Surely a Billy Wilder picture is as personal as that of an auteurist hero such as Douglas Sirk or Alfred Hitchcock. But Wilder transgressed: He defied the auteur critics' political correctness. Ideologically liberal, Sarris espoused an ethics based on honor and manliness--typified by the stoic decency of John Ford. Like a Democrat saluting a cop, the critic felt compelled to popularize his political beliefs by drenching them in old-fashioned, pokerfaced machismo. Therefore the flat, laconic style of Budd Boetticher's grade-Z Westerns was infinitely more valuable than the "effeminate" razzle-dazzle of John Frankenheimer or the girlishly "emotional" quality of Elia Kazan's Method fests. And while Wilder was no sissy, he possessed a quality that Sarris found unmanly and un-American: sophistication. There were no tobacco-chewing cowboys hawking monosyllabic loogies in Wilder's comedies; rather, his characters' wiseass quips and Tommy-gun comebacks flew like ejaculatory spurts of Champagne. To put it another way: Billy Wilder was to Andrew Sarris as Robert MacNamara was to LBJ: There's just something about the highfalutin' city slicker that a man can't trust.

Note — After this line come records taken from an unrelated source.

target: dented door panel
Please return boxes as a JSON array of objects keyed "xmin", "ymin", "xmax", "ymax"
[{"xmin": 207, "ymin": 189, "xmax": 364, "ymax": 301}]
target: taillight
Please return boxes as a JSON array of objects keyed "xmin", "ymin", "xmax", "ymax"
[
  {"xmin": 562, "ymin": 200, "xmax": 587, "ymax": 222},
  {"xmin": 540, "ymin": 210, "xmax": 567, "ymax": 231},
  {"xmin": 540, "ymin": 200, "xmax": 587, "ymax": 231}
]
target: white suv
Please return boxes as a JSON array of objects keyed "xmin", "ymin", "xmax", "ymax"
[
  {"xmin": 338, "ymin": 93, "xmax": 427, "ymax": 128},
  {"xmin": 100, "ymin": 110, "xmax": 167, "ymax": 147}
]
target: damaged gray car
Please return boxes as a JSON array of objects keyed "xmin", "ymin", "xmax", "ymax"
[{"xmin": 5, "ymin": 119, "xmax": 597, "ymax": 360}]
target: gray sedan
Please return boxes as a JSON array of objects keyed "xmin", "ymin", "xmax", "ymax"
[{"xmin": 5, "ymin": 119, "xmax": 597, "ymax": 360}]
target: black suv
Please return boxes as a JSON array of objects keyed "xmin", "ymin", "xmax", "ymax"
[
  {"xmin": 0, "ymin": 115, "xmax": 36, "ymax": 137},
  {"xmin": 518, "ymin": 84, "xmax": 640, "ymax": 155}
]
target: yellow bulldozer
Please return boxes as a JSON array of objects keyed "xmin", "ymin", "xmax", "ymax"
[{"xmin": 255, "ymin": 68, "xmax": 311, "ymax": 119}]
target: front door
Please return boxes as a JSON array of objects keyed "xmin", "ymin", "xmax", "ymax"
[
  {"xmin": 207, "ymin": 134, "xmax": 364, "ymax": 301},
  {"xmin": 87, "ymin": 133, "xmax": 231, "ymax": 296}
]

The director didn't get any respect uptown, either. Pauline Kael and the highbrow/lowbrow male critics who followed her around like she was Auntie Mame (they were known as "Paulettes") just couldn't get with Wilder's decaying-urbanity shtick. While they were busy grooving on the freshness and emotional violence of work that was truly of its moment--Bonnie and Clyde, Godard's rarified pulp, the politicized panic attacks of Marco Bellocchio--Wilder came to seem like a rich uncle with a grating second wife and a bellyful of booze. Enough with Walter Matthau's hangdog mug, Gramps: We'd rather hang out with Anna Karina and Steve McQueen. It was fitting that Wilder fashioned a grotesque, Feydeauish sex farce around Dean Martin: To the youthquake Paulettes, Wilder's routine was as flat as the apple juice that Dino used as phony Scotch.

By the end of the 1970s, Wilder's work had become as majestic and remote as the faded face on a civic monument. In one of the bravest late-career moves ever executed by an old-school Hollywood pro, Wilder remade his own Sunset Blvd. as the even sourer, moldier, more harrowing Fedora (1979). In it, William Holden--a craggy, alcoholic shade of his gorgeous Sunset self--redoes his Joe Gillis role as a late-middle- aged man chasing the Garbo-like recluse of the title (Marthe Keller). While the Wilder-like Holden laments "this new generation of kids coming up--the ones with the beards," Fedora dreams a beautiful dream of her soon-to-be-happening new project with Michael York. (It's a sign of Wilder's characteristic comic cruelty that York's own star had already dimmed before production began.)